その一方で、会計帳簿への記録は後回しになっていました。
「落ち着いたらまとめて入力します。」
そう話されていましたが、その”落ち着く日”はなかなかやってきませんでした。
お金はあるはずなのに、不安になる
数か月後、その方から相談を受けました。
「売上はあるはずなのに、お金がどれくらい残っているのか分かりません。

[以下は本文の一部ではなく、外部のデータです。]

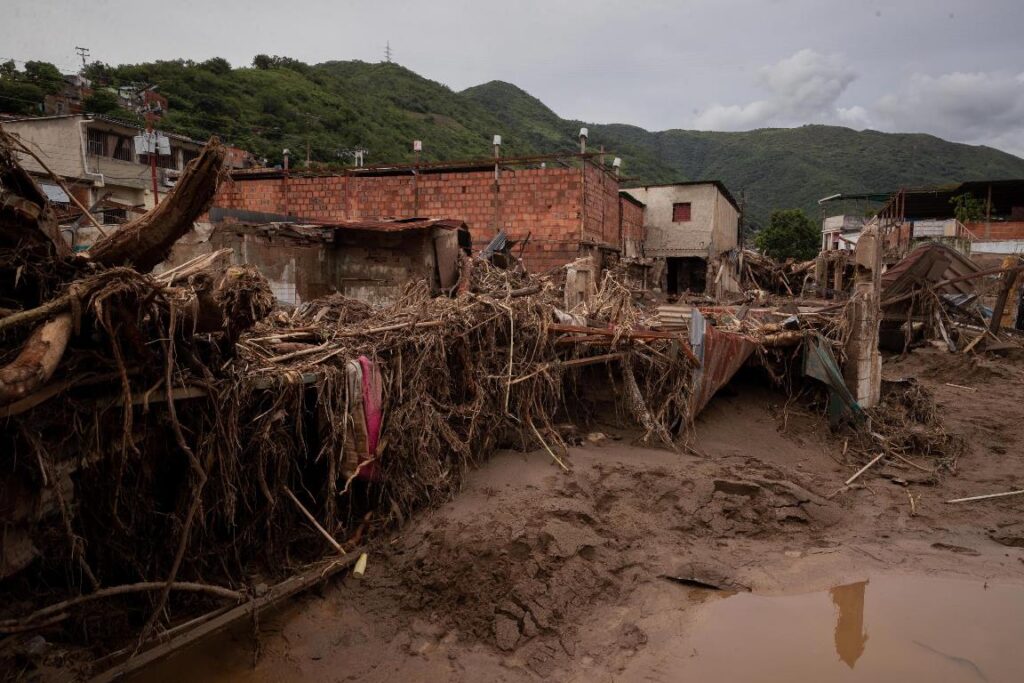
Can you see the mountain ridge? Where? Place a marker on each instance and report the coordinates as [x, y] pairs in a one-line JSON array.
[[335, 107]]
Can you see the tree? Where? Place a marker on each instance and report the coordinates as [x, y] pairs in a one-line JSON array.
[[101, 101], [790, 235], [44, 75]]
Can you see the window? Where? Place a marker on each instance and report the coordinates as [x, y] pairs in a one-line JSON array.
[[95, 142], [122, 147]]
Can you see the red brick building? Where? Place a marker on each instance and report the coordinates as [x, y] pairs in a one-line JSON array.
[[567, 206]]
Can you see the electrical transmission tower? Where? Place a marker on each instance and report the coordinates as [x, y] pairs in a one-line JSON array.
[[84, 53]]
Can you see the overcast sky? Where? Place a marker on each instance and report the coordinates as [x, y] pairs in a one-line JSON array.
[[951, 68]]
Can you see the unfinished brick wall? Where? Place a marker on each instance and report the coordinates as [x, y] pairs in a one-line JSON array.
[[1004, 229], [558, 208], [631, 227]]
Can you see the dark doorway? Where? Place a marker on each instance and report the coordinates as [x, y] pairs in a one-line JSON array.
[[687, 273]]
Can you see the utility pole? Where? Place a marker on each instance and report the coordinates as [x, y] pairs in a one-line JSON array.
[[84, 53], [153, 157]]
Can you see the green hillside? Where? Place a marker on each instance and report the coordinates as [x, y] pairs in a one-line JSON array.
[[774, 167], [281, 102]]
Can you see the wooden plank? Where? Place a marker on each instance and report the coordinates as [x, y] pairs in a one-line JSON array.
[[276, 594]]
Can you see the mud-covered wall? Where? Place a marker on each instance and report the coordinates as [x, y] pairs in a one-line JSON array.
[[558, 208]]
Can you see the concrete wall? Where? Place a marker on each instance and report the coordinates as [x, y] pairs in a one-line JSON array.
[[559, 208], [1000, 229], [58, 141], [711, 230]]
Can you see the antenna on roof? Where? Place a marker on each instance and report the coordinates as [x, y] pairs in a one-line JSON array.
[[84, 53]]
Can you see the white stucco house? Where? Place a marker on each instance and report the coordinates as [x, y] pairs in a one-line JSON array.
[[692, 229]]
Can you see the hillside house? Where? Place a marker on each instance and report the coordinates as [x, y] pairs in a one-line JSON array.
[[691, 229], [555, 208], [929, 214], [95, 156]]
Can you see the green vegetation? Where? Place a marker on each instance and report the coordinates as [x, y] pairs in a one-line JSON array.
[[790, 235], [334, 107], [968, 208], [23, 91], [101, 101]]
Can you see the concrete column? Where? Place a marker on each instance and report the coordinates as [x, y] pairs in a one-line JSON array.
[[863, 363]]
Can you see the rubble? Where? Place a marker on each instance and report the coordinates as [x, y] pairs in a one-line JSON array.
[[179, 441]]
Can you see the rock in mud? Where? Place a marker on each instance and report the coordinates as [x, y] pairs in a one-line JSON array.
[[506, 632]]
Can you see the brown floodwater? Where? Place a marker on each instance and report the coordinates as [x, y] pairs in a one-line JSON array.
[[888, 628], [904, 629]]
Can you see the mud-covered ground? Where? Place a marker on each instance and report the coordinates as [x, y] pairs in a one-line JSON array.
[[535, 572]]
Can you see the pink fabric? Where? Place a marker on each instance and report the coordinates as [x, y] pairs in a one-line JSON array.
[[375, 415]]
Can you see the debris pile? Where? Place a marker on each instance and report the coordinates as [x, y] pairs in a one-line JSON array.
[[762, 273], [175, 444]]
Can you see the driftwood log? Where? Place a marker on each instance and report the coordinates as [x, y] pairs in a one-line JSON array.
[[147, 240], [37, 361]]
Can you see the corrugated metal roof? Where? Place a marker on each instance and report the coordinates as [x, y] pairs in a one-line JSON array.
[[54, 193]]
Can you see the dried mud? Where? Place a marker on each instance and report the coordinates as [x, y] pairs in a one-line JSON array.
[[535, 573]]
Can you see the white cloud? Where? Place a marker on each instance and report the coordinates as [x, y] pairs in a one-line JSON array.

」
帳簿が整理されていなかったため、
・利益がどれくらい出ているのか
・経費はいくら掛かっているのか
・今後の支払いに備えられるのか
が分からない状態になっていたのです。
経営者にとって一番怖いのは、「数字が見えないまま経営すること」ではないでしょうか。
記帳は税金のためだけではありません
「記帳は税務署へ提出するためのもの」
そのように思われる方もいらっしゃいます。
もちろん、それも大切な役割です。
しかし私は、記帳は経営のために行うものだと考えています。
数字が見えるから、
売上の変化に気付き、
利益を確認し、
資金繰りを考え、
次の経営判断ができます。
記帳は、経営者にとって会社の現在地を確認するための地図のような存在です。
早めに状況を整理したことで見えてきたもの
この会社では、取引内容を整理し、数字を一つずつ確認していきました。
すると、
利益が出ている仕事とそうでない仕事。
毎月固定で掛かっている経費。
今後予定されている支払い。
こうしたことが明確になり、経営者の方も安心して判断できるようになりました。
「数字が分かるだけで、こんなに安心できるんですね。」
その言葉が今でも印象に残っています。
私が設立後の相談を大切にしている理由
私は会社設立の手続きをするだけではありません。
銀行員として14年間勤務し、その経験を含めて30年以上、多くの経営者を支援してきた中で感じるのは、会社は設立してからが本当のスタートだということです。
だからこそ、
設立後の資金計画。
事業計画。
金融機関との付き合い方。
経営の進め方。
こうしたことも含めて、一緒に考える「伴走型支援」を大切にしています。
なお、具体的な記帳方法や会計処理、税務申告については、税理士などの専門家と連携しながら進めることをおすすめしています。
最後に
忙しい毎日だからこそ、記帳は後回しになりがちです。
しかし、数字が見えなければ、正しい経営判断はできません。
会社を長く続けるためには、売上だけを見るのではなく、「会社の数字」を把握することが大切です。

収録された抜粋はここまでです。